How to Accept HSA and FSA Funds as a Doula
A pregnant woman sits on the bed with her partner thinking about the baby.

Yes, you can accept HSA and FSA funds as a doula. Clients pay from their pre-tax health account, usually with a debit card you run like any credit card, and you hand them a receipt that names the payment as doula services. Some accounts ask for your NPI number or a letter of medical necessity before they release the money.

Key Takeaways

  • HSA and FSA are pre-tax healthcare accounts, and many issue the client a debit card the doula can run like a credit card for doula services.
  • To accept these funds a doula needs a way to process cards, such as PayPal invoicing or Stripe, and pays the usual processing fee.
  • Some accounts require the doula's NPI number, which is free to obtain, before they will pay for doula support.
  • FSA funds usually must be spent within the plan year, so a client due early next year may want to prepay; HSA funds typically roll over.
  • A client can also pay out of pocket and submit a receipt for reimbursement, which avoids card processing fees but can take up to a month.

What are HSA and FSA accounts, and how are they funded?

An HSA or FSA is a dedicated healthcare account funded with pre-tax dollars. The money gets into the account in a few ways: the client contributes a set amount each pay period, the employer contributes, a lump sum lands at the start of the plan year, or some combination of those.

Most of these accounts issue the client a debit card. That card is what you will usually be handed to pay for doula services, and you run it the way you would run any other card.

How does a doula actually get paid with HSA or FSA money?

Getting paid from an HSA or FSA is as simple as accepting a card. The client uses their account card, you run it, and you give them a receipt that specifies the payment was for doula services. Some employers also want a letter of medical necessity from the client's care provider, which the client requests, not you.
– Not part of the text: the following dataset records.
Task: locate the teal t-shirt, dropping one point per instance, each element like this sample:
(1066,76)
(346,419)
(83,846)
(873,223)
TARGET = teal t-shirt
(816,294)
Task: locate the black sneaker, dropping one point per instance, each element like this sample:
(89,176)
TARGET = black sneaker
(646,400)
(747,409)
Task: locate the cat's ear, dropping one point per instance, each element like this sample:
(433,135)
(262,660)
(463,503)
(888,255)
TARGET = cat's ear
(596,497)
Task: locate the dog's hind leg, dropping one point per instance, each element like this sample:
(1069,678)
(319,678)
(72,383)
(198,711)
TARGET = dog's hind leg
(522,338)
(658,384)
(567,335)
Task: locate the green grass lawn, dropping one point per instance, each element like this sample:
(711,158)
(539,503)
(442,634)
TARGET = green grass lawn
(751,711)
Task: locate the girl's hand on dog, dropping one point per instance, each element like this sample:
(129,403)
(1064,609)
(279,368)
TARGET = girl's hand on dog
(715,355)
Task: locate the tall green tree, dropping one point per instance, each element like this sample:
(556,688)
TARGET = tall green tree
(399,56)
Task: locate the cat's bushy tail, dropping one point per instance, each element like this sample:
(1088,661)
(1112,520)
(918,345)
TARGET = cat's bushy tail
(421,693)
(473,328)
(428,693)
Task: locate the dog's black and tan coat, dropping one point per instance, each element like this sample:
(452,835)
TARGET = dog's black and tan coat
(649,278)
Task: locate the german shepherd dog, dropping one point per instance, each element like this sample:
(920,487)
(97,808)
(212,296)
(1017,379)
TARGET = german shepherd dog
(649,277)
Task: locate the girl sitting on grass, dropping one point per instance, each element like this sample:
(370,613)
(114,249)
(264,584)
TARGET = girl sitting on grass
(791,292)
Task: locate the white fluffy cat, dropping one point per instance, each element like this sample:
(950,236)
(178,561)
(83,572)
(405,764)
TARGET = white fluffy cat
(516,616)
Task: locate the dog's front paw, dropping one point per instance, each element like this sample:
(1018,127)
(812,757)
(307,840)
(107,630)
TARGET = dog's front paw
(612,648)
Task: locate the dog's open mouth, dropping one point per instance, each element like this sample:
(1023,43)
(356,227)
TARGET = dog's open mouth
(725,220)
To take that card, you need a way to process payments. PayPal invoicing works well, and so does Stripe. You will pay the usual processing fee for whichever service you use.

If your client's account fills up gradually, you can match your billing to it. Say the client agrees to $1,000 and $200 lands in the account on the first of each month. You set up a recurring payment of $200 on the fourth of each month for five months, so you are never charging money that is not there yet.
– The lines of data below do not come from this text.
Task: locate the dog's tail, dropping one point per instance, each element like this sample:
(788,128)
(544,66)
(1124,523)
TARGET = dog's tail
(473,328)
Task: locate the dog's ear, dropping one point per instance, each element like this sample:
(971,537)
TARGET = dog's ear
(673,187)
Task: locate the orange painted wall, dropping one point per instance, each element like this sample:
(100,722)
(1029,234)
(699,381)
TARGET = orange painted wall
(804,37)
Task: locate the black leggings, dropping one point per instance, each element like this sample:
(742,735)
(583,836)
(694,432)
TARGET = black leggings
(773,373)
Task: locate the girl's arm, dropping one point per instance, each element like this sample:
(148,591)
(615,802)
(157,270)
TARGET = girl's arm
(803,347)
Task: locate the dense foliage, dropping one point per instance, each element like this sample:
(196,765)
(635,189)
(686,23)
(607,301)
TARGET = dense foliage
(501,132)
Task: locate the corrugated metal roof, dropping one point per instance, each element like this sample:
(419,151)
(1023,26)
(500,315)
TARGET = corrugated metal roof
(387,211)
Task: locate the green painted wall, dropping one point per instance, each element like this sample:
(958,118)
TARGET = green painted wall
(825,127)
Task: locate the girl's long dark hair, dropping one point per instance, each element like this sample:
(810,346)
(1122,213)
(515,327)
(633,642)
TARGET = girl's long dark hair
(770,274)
There is a second route. The client pays you out of pocket, then submits your receipt to their account administrator for reimbursement. That avoids card processing fees, but reimbursement can take up to a month and varies from plan to plan, so tell the client to check with their administrator first, and a one-page client handout on HSA and FSA coverage makes that conversation painless. If you want the full picture of the pay-out-of-pocket-and-reimburse model, I walk through it in how clients use insurance without you being credentialed.

Clean receipts are the whole game here, and a receipt that names the service correctly is what keeps a reimbursement from bouncing. My Doula's Guide to Filing Insurance Forms ($10) shows you exactly what to put on one, and it counts toward your DONA recertification.

Do I need an NPI number to accept HSA or FSA funds?

Some accounts will ask for an identification number before they release the funds, and that is almost always your National Provider Identifier (NPI). It is free for doulas to get one, so do not pay anyone who tells you otherwise. I have a step-by-step on how to get an NPI number as a doula for free.

What is the difference between HSA and FSA at year end?

The big difference is timing. Most FSA money has to be spent by the end of the plan year, though some plans offer a short grace period or a small carryover. HSA money usually does not expire and rolls over year to year.

That matters for your booking conversations. A client with FSA funds and a due date early next year may want to prepay this year before the money disappears. A client with an HSA has no such deadline. Knowing which account your client has lets you guide the timing instead of guessing.

Where can I get help with doula payment questions?

Payment logistics like this come up constantly, and they are easier when you have people to ask. The Doula Mentoring Collective gives you live weekly support and a group of working doulas who have already sorted out HSA, FSA, and insurance questions, for $37 a month. If getting paid without friction is the thing slowing you down, that is exactly the room to be in.

Frequently Asked Questions

Can a client use an HSA or FSA card if they do not have the full balance yet?
Not for more than the current balance. The card only draws what is actually in the account, so for a larger fee you set up a payment plan that bills as new deposits land, or the client pays another way and reimburses themselves later.

What should the receipt say so it is accepted?
It should clearly identify the payment as doula services, along with your business name, the date, the amount, and your contact information. Adding your NPI number helps, and some administrators want a letter of medical necessity from the client's provider on file.

Do I have to be certified to accept HSA or FSA payments?
No. Certification is not what unlocks these funds; a clear receipt is. That said, some plans ask for an NPI number, which any doula can get for free regardless of certification status.

Who provides the letter of medical necessity, me or the client?
The client requests it from their own care provider, such as their midwife or physician. Your role is to give a clean receipt and to let the client know the letter may be required so they can ask for it early.

Is it better to run the card or have the client reimburse themselves?
Running the card gets you paid immediately but carries a processing fee. Client reimbursement avoids that fee but can take up to a month and depends on their plan. Offer both and let the client choose based on their timeline.